How to read learning curves:

| Pattern | Diagnosis | Fix | |---|---|---| | Large gap between train and val (train high, val low) | High variance (overfitting) | More data, regularisation, simpler model | | Both train and val low | High bias (underfitting) | More complex model, more features | | Both converging and high | Good fit | Deploy with confidence | | Both plateau and val oscillates | Noisy data | More data, denoising |

AUC-ROC

The ROC curve plots the True Positive Rate (recall) against the False Positive Rate at every possible classification threshold. AUC (Area Under the Curve) summarises the curve as a single number:

python
models = {
    "Logistic Regression": LogisticRegression(max_iter=1000, random_state=42),
    "Random Forest":        RandomForestClassifier(n_estimators=100, random_state=42)
}

fig, ax = plt.subplots(figsize=(7, 6))

for name, m in models.items():
    m.fit(X_train, y_train)
    y_prob = m.predict_proba(X_val)[:, 1]
    fpr, tpr, _ = roc_curve(y_val, y_prob)
    roc_auc = auc(fpr, tpr)
    ax.plot(fpr, tpr, linewidth=2, label=f"{name} (AUC = {roc_auc:.3f})")
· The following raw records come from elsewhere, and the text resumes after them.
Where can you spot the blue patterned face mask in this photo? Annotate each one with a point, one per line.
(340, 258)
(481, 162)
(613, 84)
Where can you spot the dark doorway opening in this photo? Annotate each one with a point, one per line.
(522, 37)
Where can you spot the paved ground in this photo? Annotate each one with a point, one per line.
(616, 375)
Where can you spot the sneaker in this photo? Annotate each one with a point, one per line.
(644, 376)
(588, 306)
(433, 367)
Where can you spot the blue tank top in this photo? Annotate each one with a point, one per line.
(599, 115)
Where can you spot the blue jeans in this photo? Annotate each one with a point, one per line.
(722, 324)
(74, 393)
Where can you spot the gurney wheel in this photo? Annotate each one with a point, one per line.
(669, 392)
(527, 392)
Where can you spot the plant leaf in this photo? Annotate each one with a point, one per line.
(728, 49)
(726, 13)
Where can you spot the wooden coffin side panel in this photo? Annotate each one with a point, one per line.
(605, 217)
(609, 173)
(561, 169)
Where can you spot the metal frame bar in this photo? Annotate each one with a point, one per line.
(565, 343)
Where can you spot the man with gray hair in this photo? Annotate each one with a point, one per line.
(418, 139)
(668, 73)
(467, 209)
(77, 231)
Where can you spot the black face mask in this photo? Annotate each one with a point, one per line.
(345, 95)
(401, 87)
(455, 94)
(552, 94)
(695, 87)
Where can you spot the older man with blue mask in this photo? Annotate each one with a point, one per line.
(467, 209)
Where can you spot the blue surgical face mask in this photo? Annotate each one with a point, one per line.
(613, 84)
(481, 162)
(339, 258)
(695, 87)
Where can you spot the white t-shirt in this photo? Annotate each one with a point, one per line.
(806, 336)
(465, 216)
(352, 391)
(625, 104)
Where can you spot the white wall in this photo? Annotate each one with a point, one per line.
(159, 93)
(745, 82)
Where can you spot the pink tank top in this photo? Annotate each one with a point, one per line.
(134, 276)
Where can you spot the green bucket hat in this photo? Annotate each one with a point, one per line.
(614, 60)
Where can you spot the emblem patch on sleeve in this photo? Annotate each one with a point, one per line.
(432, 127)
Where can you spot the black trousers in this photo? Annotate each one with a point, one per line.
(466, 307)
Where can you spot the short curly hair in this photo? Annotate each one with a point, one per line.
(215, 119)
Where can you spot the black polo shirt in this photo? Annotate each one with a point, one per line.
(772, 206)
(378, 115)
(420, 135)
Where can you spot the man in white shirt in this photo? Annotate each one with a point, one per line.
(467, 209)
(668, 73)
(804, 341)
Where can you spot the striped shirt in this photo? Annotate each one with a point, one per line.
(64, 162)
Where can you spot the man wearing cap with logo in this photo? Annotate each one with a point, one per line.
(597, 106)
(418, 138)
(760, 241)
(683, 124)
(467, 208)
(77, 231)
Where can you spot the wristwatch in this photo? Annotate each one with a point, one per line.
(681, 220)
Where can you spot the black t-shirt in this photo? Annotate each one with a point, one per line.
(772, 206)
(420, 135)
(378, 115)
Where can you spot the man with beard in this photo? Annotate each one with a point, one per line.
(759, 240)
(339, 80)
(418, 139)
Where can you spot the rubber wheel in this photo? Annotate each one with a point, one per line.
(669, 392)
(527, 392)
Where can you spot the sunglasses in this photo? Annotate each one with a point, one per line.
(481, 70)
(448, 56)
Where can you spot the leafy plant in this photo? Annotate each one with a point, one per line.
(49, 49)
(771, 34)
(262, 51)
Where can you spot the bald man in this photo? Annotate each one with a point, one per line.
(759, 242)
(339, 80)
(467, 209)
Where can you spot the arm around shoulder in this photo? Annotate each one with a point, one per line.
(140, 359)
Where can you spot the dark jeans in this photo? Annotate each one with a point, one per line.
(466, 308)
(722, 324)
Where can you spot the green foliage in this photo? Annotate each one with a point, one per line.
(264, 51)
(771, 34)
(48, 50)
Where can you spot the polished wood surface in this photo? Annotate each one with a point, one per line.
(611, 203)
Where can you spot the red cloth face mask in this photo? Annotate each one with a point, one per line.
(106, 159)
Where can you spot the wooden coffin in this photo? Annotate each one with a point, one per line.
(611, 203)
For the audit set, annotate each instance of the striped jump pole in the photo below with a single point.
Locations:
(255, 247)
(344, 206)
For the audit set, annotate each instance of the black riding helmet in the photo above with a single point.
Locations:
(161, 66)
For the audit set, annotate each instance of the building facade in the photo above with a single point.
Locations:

ax.plot([0, 1], [0, 1], "k--", label="Random classifier (AUC = 0.500)")
ax.set_xlabel("False Positive Rate")
ax.set_ylabel("True Positive Rate (Recall)")
ax.set_title("ROC Curves")
ax.legend(loc="lower right")
plt.show()

AUC interpretation:

| AUC | Model quality | |---|---| | 1.00 | Perfect classifier | | 0.90–0.99 | Excellent | | 0.80–0.89 | Good | | 0.70–0.79 | Fair | | 0.50 | No better than random |

Bias-Variance Decomposition

The expected prediction error decomposes into three components:

Error = Bias² + Variance + Irreducible Noise

  • Bias: Error from wrong assumptions in the model. A linear model fit to non-linear data has high bias.
  • Variance: Error from sensitivity to small fluctuations in training data. A deep decision tree that memorises training examples has high variance.
  • Irreducible noise: Inherent randomness in the target variable — cannot be reduced by any model.
python
# Simulate bias-variance tradeoff across tree depths
depths = range(1, 20)
train_accs, val_accs = [], []

for d in depths:
    m = RandomForestClassifier(max_depth=d, n_estimators=50, random_state=42)
    t_scores = cross_val_score(m, X_train, y_train, cv=3, scoring="accuracy")
    v_scores = cross_val_score(m, X_val, y_val, cv=3, scoring="accuracy")
    train_accs.append(t_scores.mean())
    val_accs.append(v_scores.mean())

best_depth = depths[np.argmax(val_accs)]
print(f"Best max_depth: {best_depth} (val accuracy: {max(val_accs):.4f})")

Summary

  • Always hold out a test set before any modelling; it is touched exactly once — after all tuning decisions are made — to report final performance.
  • K-fold cross-validation provides a more stable performance estimate than a single split; stratified K-fold preserves class balance across folds for imbalanced datasets.
  • Learning curves diagnose the bias-variance tradeoff: wide train-val gap indicates overfitting; both curves low indicates underfitting.
  • AUC-ROC measures overall ranking ability across all thresholds; it is threshold-independent and appropriate for imbalanced problems where accuracy misleads.
  • The bias-variance decomposition explains why there is no universally best model complexity — the optimal point balances underfitting against overfitting for the specific dataset size.